We liked to lots of things, many of which appear on other pages: music, swimming, soccer, diving, surfing, homework, more soccer, trains, funfairs, screens, mountain biking, skiing, cars, stamping, photo albums, more soccer, to mention but a few. Not all of us liked to do all of the things, but some we did have in common.
Soccer was our number one hobby over the years. Although Daphné lost interest after only one year, everyone else kept at it for years and years, at home if not in competition.
Most of this page covers some of our hobbies that did not fill a page themselves.
We spent a fair bit of time bike riding, early in the blending of the family, that is. Most of the time that meant biking on the paved paths in the Forét de Rambouillet, the rambling former royal hunting forest that surrounded our first homes together, Le Tahu and La Bellanderie.
A few times we brought the bikes with us, to La Grée or even England. The Ford Aerostar which I had imported from California could carry the six bikes (on the roof and on a rear rack) and all our luggage!
On the way home from one trip to the UK, driving along the M25, the motorway ring road around London, at 70mph, one of the three bikes on the roof flew off into four lanes of freeway. Ian recovered it with the help of a couple of friendly lorry drivers who stopped traffic with their trucks so that he could cross two lanes of freeway and collect it. Repairs were necessary!
Marian House looks completely different now. We sold it to Andrew Milsom, the agent handling the sale for us after mum died (no conflict of interest there, right Andrew!), and he and his wife redid everything, bringing it up to date and considerably enhancing its value. There’s a picture of Andrew outside his principal office here.
Biking itself is different now too. Nick and Daphné began driving in 2003 and 2004 respectively, and Alban in 2007. By that year, the family no longer biked together. That felt bad. It’s the way it is, of course, perfectly normal, but still. Those were fun times.
Gardening is at times more of a duty than a hobby, especially when you live in a forest which invades and overpowers with alacrity most of what you try to cultivate. Clearing the driveway of leaves and dirt after each day of rain takes hours, and it’s not fun work. It’s a grind.
The entire property needs to be cleaned up and trimmed a couple of times a year, and that takes even longer. Cutting the lawn at mum and dad’s when I was a teenager had nothing on trying to trim a forest! There’s not a lot of energy left after all that maintenance for beautifying.

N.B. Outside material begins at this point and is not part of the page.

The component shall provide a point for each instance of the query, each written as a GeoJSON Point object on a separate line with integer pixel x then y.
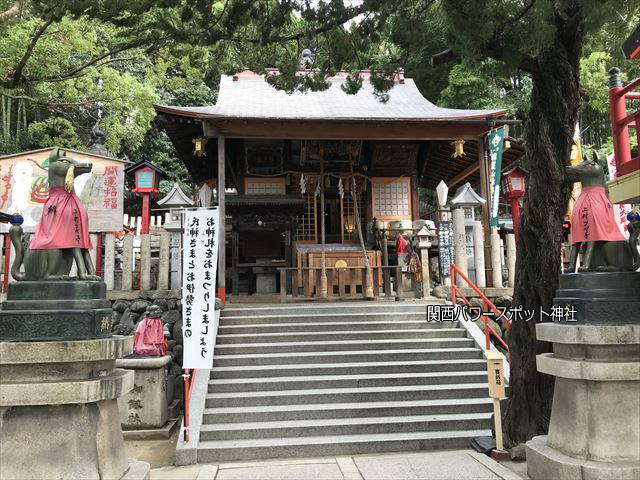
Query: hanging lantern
{"type": "Point", "coordinates": [458, 148]}
{"type": "Point", "coordinates": [199, 146]}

But we do make an effort, and by “we” here we mean Marie-Hélène!
On the left is the one small cultivated garden that she had built in late 2003 and maintained in the midst of our forest. I was away working in Newport Beach at the time: Marie-Hélène had it built on the dirt next to the driveway, where the boys used to play soccer together. They were not entirely happy about this initiative.
It was one of those parental moves that they never forgave or forgot, even when I tried to have an alternative soccer “field” built for them. They complained that it was too far from the house, and had too many rocks and was not the same. So they never used it!
But of course the weeds grow easily somehow, and seem to have several growing cycles each year! Marie-Hélène and I were constantly on our knees pulling out weeds.
It was all worth it. Every springtime, we had our own little flower show across from the front door, between us and the forest.
That has always been a hobby of mine, incidentally, my work. Which is a good thing! Many of my law school classmates, and many colleagues from the first law firms where I worked, couldn’t wait to get out of the law. Not me!
I always found the work itself to be a challenge: only the excessive hours which characterized most of my career were a problem. What I did changed day by day and evolved over time in ways which couldn’t be predicted and never allowed me to feel too comfortable.
There are rote days, of course, periods of repetition and boredom: no getting away from that. But negotiating is rarely dull, and is one of those few occasions when assholes can make life interesting! When there’s one on the other side, you have to work harder, sometimes sneakier, always smarter. What’s not to like!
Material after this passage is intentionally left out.